Many banks, credit card issuers and other lenders have promised to help those affected by the coronavirus pandemic. They are offering to defer or reduce payments and waive interest charges and reimbursements for those who have lost their jobs, had their hours reduced, or otherwise lost their income due to the COVID-19 crisis. .

However, help is usually not automatic. You have to ask for it – and ask in the right way.

“In many cases, you only get help if you contact your creditor and mention that you need help because of the coronavirus situation,” says Lauren Saunders, associate director of the National Consumer Law Center. “And it’s very frustrating because it’s very difficult to reach your bank or your lender.”

Many financial institutions are encouraging people to reach out digitally – through live chats or messaging on company sites or in their mobile apps. Whichever way you connect, there are important questions to answer.

Among them:

‘What steps do I need to take to qualify?’

You can start your research on the financial institution’s site to see what types of assistance may be available and how to apply. Typically, you’ll want to confirm details with a human, including the steps to apply, says Saunders, who advises keeping a record of the conversation and what you’ve been told. You can take written notes of phone calls, including the time, date, and name of the company representative, or take screenshots of electronic communications.

“Some think that [a hardship program] will automatically trigger if they just miss a payment, which is very dangerous to assume,” says Bruce McClary, spokesperson for the National Foundation for Credit Counseling.

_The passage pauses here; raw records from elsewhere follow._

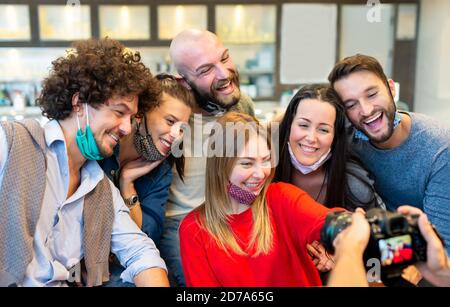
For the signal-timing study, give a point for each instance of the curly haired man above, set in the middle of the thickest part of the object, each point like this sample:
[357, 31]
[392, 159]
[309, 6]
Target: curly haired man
[60, 213]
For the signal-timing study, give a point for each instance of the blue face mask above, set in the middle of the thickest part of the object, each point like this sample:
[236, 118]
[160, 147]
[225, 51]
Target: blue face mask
[86, 141]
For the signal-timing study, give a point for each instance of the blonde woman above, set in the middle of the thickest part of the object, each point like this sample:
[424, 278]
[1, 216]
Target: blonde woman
[250, 232]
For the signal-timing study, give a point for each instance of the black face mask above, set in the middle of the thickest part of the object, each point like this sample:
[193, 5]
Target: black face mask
[144, 145]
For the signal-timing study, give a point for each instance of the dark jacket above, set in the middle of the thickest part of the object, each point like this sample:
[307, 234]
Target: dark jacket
[152, 190]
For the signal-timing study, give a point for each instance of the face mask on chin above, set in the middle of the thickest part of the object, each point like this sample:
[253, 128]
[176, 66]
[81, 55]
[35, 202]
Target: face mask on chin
[240, 195]
[144, 145]
[86, 141]
[359, 135]
[306, 169]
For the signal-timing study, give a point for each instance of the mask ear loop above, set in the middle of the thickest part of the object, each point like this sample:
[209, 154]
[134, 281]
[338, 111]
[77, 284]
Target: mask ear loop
[87, 115]
[145, 125]
[78, 123]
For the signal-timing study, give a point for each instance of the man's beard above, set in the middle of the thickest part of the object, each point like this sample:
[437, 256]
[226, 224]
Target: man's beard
[212, 96]
[390, 115]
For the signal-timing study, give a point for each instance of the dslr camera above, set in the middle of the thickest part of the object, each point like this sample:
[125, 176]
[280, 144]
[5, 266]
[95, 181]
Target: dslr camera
[395, 239]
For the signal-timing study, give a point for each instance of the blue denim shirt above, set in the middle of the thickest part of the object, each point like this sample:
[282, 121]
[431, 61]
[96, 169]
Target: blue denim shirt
[57, 243]
[153, 191]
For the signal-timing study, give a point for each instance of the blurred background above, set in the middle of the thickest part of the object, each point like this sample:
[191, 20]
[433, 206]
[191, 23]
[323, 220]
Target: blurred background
[277, 45]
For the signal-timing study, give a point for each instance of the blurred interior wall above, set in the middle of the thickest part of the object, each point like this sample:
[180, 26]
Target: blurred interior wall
[432, 92]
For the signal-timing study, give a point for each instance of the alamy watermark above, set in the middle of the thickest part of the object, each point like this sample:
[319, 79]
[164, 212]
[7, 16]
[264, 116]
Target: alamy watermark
[374, 13]
[211, 139]
[73, 3]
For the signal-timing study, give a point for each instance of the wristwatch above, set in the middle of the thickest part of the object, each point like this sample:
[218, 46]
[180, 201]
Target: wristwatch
[131, 201]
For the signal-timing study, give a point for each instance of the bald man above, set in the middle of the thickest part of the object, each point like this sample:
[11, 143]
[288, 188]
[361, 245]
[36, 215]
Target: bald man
[205, 66]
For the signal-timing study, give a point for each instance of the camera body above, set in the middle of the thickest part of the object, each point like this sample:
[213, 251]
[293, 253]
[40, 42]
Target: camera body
[395, 239]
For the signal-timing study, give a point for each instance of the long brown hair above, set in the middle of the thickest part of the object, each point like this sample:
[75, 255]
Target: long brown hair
[214, 213]
[336, 182]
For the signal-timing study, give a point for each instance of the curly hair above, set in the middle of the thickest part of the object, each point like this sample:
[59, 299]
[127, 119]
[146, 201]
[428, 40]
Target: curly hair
[97, 70]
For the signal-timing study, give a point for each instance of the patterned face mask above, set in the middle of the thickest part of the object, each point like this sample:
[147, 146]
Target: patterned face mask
[240, 195]
[144, 145]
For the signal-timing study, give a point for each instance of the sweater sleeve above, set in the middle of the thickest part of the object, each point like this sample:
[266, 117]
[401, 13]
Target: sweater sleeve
[196, 265]
[436, 202]
[153, 192]
[299, 212]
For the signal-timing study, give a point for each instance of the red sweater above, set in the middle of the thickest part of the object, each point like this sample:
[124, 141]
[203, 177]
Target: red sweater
[296, 220]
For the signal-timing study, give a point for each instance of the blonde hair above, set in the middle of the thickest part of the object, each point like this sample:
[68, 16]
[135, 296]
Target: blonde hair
[213, 214]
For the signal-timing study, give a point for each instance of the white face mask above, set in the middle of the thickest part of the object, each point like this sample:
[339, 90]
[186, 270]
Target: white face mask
[306, 169]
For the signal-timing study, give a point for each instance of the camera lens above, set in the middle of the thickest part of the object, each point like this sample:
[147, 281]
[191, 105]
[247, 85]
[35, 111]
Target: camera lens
[335, 222]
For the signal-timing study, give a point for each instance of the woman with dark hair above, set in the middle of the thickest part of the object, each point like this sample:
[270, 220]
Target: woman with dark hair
[141, 166]
[142, 162]
[314, 156]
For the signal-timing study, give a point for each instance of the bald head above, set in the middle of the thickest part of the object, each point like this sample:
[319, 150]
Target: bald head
[206, 66]
[190, 44]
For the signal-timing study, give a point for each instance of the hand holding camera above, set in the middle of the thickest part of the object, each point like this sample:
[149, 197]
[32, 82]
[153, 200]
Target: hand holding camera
[397, 240]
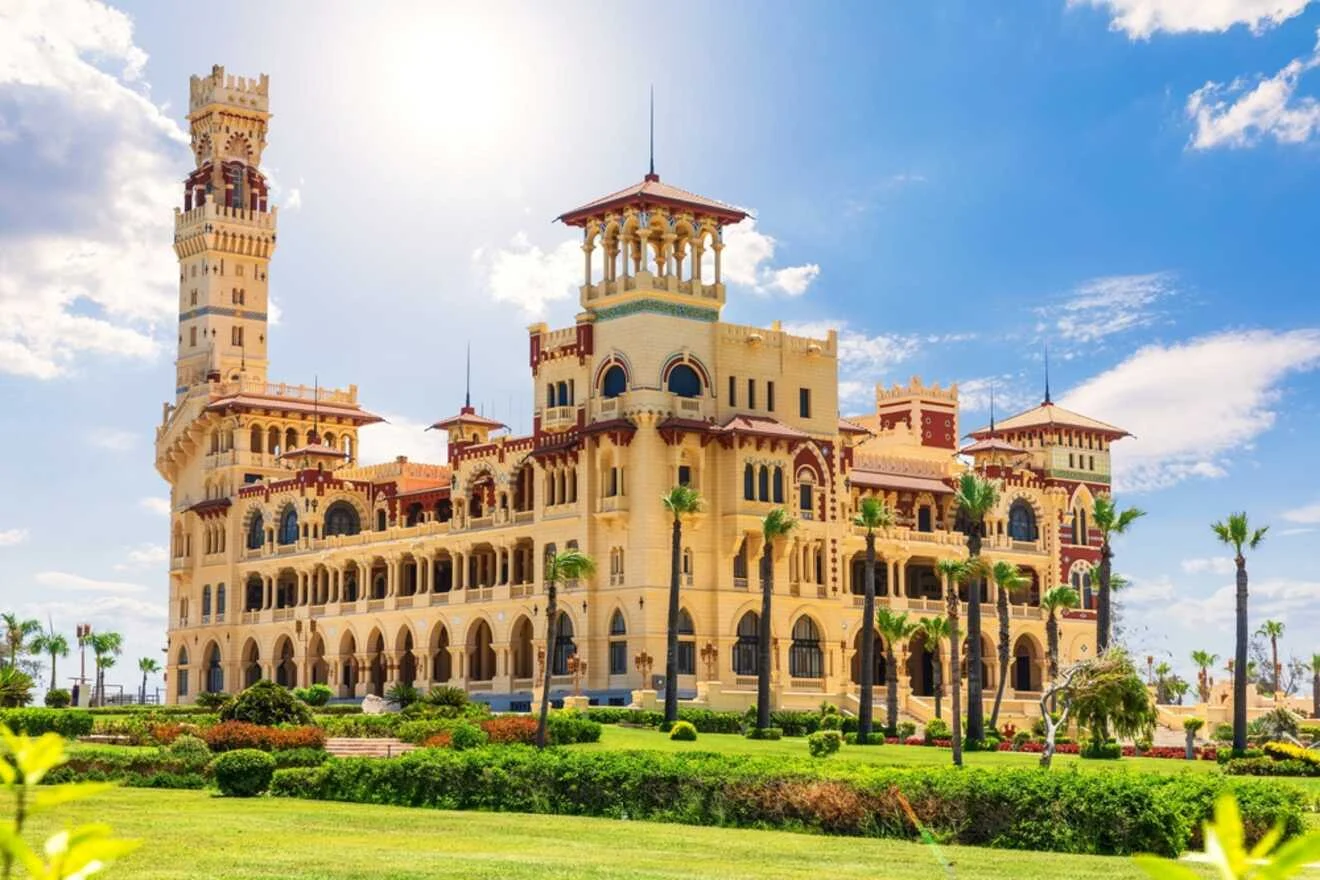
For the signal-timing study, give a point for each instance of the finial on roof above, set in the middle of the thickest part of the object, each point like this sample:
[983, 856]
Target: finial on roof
[1047, 375]
[651, 174]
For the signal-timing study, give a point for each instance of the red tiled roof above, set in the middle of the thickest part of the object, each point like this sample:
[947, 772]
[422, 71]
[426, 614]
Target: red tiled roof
[907, 482]
[652, 191]
[763, 426]
[467, 416]
[289, 405]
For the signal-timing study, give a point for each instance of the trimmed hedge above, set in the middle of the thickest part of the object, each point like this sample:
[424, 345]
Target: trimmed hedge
[34, 722]
[1028, 809]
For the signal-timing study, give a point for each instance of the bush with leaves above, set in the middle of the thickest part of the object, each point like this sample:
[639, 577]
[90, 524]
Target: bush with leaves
[314, 695]
[244, 772]
[824, 743]
[267, 703]
[683, 732]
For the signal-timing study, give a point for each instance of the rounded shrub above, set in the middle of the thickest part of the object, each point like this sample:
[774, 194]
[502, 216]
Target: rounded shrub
[58, 698]
[268, 705]
[824, 743]
[243, 773]
[683, 732]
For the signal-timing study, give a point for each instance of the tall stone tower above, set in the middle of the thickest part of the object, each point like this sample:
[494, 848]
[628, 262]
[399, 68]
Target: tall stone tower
[225, 234]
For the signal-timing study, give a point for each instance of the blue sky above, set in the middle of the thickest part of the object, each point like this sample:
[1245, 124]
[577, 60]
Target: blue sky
[955, 185]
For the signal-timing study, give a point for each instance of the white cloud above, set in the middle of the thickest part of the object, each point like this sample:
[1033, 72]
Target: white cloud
[111, 438]
[1114, 304]
[67, 582]
[1308, 515]
[89, 168]
[1142, 19]
[1209, 565]
[1242, 115]
[399, 436]
[1191, 404]
[155, 505]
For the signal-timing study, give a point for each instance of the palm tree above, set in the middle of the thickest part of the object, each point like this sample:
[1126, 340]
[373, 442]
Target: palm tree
[1315, 685]
[1204, 660]
[873, 515]
[17, 632]
[104, 647]
[1237, 533]
[776, 525]
[896, 629]
[148, 666]
[1054, 600]
[1273, 629]
[1007, 579]
[565, 565]
[974, 498]
[54, 644]
[1110, 521]
[956, 573]
[680, 502]
[936, 631]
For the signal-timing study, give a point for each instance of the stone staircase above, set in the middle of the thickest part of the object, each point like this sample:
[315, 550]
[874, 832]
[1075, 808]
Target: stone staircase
[358, 747]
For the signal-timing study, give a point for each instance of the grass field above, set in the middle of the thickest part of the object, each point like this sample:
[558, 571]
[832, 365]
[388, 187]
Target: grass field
[196, 834]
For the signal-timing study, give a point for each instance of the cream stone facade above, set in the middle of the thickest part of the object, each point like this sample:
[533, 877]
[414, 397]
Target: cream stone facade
[295, 562]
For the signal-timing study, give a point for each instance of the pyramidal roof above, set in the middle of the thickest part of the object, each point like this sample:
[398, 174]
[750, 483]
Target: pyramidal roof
[1046, 416]
[652, 193]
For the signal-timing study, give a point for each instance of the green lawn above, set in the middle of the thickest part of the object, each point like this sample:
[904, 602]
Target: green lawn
[196, 834]
[631, 738]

Skipped payments can lead to damage to credit rating and collection calls, and could limit the hardship options available.

There is a forbearance program that is automatic, but it only applies to student loans held by the federal government. Payments on these loans are suspended until September 30 and interest has been waived.

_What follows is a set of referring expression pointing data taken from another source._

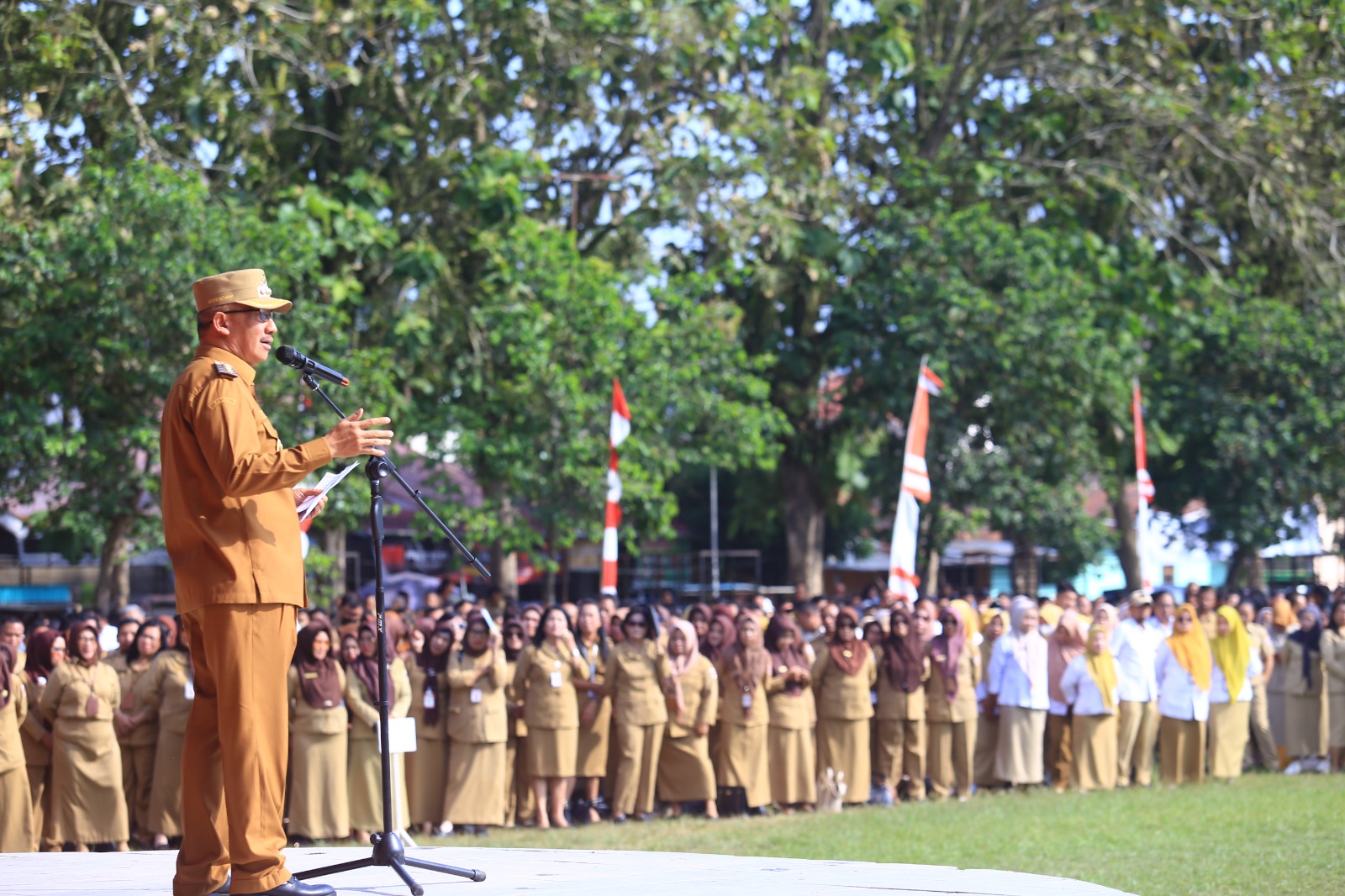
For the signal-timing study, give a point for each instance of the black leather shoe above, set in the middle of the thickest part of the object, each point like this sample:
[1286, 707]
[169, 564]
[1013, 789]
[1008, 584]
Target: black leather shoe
[295, 887]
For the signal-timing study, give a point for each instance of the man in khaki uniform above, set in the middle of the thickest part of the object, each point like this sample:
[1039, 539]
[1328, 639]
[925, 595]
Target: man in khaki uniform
[232, 529]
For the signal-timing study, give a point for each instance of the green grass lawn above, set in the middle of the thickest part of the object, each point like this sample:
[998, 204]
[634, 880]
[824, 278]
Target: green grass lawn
[1258, 835]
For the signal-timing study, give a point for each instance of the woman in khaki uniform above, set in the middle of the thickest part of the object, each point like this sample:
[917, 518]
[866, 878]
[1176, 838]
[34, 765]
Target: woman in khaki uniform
[87, 804]
[427, 768]
[168, 689]
[17, 831]
[842, 678]
[636, 673]
[319, 741]
[686, 774]
[952, 708]
[595, 705]
[477, 730]
[899, 743]
[993, 625]
[791, 751]
[46, 651]
[1333, 658]
[1305, 694]
[365, 777]
[746, 714]
[545, 683]
[138, 724]
[518, 788]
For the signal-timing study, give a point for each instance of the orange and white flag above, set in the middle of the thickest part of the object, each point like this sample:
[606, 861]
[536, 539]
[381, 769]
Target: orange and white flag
[1143, 485]
[612, 519]
[915, 488]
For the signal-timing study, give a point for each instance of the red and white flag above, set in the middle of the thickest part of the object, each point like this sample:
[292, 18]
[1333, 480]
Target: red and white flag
[915, 490]
[1143, 485]
[620, 430]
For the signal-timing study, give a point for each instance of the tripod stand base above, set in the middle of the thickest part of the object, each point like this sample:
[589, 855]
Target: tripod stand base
[389, 853]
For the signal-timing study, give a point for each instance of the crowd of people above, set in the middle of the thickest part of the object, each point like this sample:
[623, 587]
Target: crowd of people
[551, 714]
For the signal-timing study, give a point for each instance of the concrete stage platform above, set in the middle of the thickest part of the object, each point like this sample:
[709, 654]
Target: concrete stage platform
[544, 871]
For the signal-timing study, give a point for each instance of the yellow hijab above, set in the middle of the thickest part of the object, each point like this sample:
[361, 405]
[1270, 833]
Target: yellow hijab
[1192, 649]
[1102, 669]
[1232, 651]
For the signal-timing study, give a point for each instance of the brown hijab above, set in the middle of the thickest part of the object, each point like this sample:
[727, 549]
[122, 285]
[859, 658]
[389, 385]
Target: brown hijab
[901, 654]
[784, 660]
[318, 681]
[857, 650]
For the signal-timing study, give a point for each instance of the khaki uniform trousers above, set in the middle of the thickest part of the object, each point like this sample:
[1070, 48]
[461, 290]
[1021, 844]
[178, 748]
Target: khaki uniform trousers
[900, 754]
[1137, 732]
[638, 767]
[1181, 751]
[952, 748]
[1262, 739]
[235, 748]
[1060, 752]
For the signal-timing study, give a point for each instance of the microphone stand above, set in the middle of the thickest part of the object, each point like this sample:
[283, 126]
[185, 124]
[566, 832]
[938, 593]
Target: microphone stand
[388, 845]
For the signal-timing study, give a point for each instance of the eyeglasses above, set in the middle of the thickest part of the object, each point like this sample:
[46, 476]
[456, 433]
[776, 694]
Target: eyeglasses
[262, 316]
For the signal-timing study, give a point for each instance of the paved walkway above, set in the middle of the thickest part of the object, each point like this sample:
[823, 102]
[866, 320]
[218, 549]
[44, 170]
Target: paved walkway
[537, 871]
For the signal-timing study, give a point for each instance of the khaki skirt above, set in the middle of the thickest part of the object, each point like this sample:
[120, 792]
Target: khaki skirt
[844, 746]
[551, 752]
[1228, 734]
[794, 763]
[1019, 752]
[685, 770]
[475, 783]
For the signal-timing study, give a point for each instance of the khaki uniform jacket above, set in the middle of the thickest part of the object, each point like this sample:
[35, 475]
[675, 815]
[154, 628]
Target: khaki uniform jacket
[840, 696]
[699, 698]
[69, 689]
[731, 704]
[363, 705]
[229, 513]
[132, 701]
[34, 725]
[11, 717]
[1295, 685]
[548, 703]
[636, 676]
[165, 689]
[790, 714]
[311, 719]
[484, 721]
[894, 704]
[963, 708]
[424, 730]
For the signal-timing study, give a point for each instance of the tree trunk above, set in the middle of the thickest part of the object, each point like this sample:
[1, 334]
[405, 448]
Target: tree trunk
[1026, 568]
[804, 524]
[1127, 548]
[1247, 569]
[113, 589]
[930, 582]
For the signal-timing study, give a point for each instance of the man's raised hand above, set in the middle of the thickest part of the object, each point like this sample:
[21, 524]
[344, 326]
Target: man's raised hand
[354, 436]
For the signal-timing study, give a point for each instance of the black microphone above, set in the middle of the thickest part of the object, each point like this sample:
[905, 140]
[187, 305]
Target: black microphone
[293, 358]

‘How exactly does it work?’

Companies take different approaches to their hardship programs. A lender may allow you to skip payments but charge you a late fee; another may waive the fee but report skipped payments to the credit bureaus. Most will continue to charge interest, and some will expect you to make a lump sum payment of the amount you skipped.

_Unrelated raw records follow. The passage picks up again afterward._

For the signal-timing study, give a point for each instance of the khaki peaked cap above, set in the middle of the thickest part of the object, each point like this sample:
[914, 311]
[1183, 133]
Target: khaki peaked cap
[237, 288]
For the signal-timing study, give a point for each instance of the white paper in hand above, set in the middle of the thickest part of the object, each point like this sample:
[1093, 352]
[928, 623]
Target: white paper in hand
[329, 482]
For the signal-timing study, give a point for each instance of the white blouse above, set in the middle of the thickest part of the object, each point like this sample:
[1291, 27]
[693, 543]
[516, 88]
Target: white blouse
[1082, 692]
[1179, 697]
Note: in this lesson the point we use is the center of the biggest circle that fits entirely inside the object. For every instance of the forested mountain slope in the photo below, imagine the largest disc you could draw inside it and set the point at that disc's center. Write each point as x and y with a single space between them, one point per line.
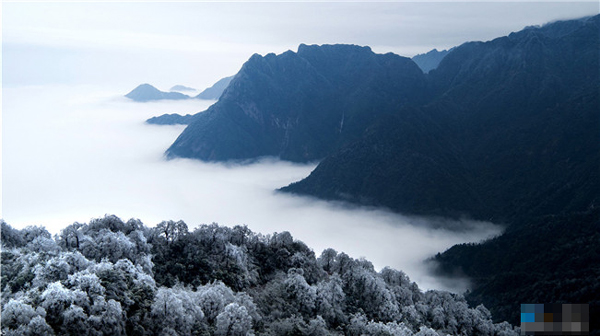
301 106
111 277
511 134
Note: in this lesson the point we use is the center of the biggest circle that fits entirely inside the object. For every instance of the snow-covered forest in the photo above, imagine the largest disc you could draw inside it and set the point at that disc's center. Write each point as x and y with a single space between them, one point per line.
110 277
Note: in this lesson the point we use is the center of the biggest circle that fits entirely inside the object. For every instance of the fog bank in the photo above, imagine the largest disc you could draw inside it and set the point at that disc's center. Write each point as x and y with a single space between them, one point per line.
74 153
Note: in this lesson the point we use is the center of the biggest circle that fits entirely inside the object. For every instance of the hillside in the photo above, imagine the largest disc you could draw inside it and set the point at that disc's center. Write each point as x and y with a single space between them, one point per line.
430 60
511 134
214 92
111 277
147 92
301 106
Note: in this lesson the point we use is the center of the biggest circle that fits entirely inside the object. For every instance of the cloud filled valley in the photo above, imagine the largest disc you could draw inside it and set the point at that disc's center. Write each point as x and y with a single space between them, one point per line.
88 152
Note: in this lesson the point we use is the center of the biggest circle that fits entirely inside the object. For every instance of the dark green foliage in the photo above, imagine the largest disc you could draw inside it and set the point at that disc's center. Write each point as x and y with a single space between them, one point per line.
511 134
212 281
511 137
215 91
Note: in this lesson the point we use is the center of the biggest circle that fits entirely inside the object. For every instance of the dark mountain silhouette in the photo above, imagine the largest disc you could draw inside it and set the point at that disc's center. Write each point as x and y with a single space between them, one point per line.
182 88
171 119
215 91
147 92
301 106
430 60
511 134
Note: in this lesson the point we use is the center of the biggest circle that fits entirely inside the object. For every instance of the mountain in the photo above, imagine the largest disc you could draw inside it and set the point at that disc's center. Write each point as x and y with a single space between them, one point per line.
171 119
214 92
113 277
511 136
181 88
301 106
550 259
430 60
147 92
511 133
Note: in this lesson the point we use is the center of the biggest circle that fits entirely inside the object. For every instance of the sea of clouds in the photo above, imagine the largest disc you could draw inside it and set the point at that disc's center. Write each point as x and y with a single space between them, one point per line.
72 153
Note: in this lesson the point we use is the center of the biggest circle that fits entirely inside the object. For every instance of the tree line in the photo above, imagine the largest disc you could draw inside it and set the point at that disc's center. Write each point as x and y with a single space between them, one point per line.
114 277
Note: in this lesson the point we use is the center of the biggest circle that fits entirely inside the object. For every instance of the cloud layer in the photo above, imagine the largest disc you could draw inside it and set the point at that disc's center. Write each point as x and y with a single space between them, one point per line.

“It’s not free money,” Saunders says. “It’s just deferring a debt that you have to pay off with your other debts later.”

Even if your financial difficulties are over, you may not be able to pay several months of payments at once, notes McClary.

“The last thing you want is to have to pay someone a large sum of money when you’re in a financially fragile state,” notes McClary. “It’s important to try to negotiate different terms.”

Ask if payments can be added at the end of the loan or paid off over time, suggests McClary. Also request that the account be reported “paid as agreed” to the credit bureaus to avoid a potentially large impact on your credit scores.

‘How long will the aid last and how can it be extended?’

A hardship program can last three to six months, but you may have the option of extending the relief if you request it.

If you can’t make payments on your federally guaranteed mortgage due to the coronavirus pandemic, for example, you have the right to skip payments for almost a year. The CARES Act requires lenders to grant affected borrowers forbearance for up to 180 days, with the option to request an additional 180 days thereafter. Skipped payments do not need to be repaid all at once, but can be spread over time or added at the end of the loan.

However, lenders may not make this clear. Some borrowers who applied for mortgage forbearance in recent days were told they would owe a lump sum after three months, with no mention of potential extensions.

These rules apply only to mortgages backed by federal entities, including Fannie Mae, Freddie Mac, the Federal Housing Administration (FHA), the Veterans Administration (VA), and the US Department of Agriculture (USDA). But most mortgage lenders have some type of hardship program or loan modification options.

Don’t delay in seeking help if you’re struggling, as it’s unclear when the coronavirus-related economic disruption will end. It is better to have more help than you need than to need more help than you have.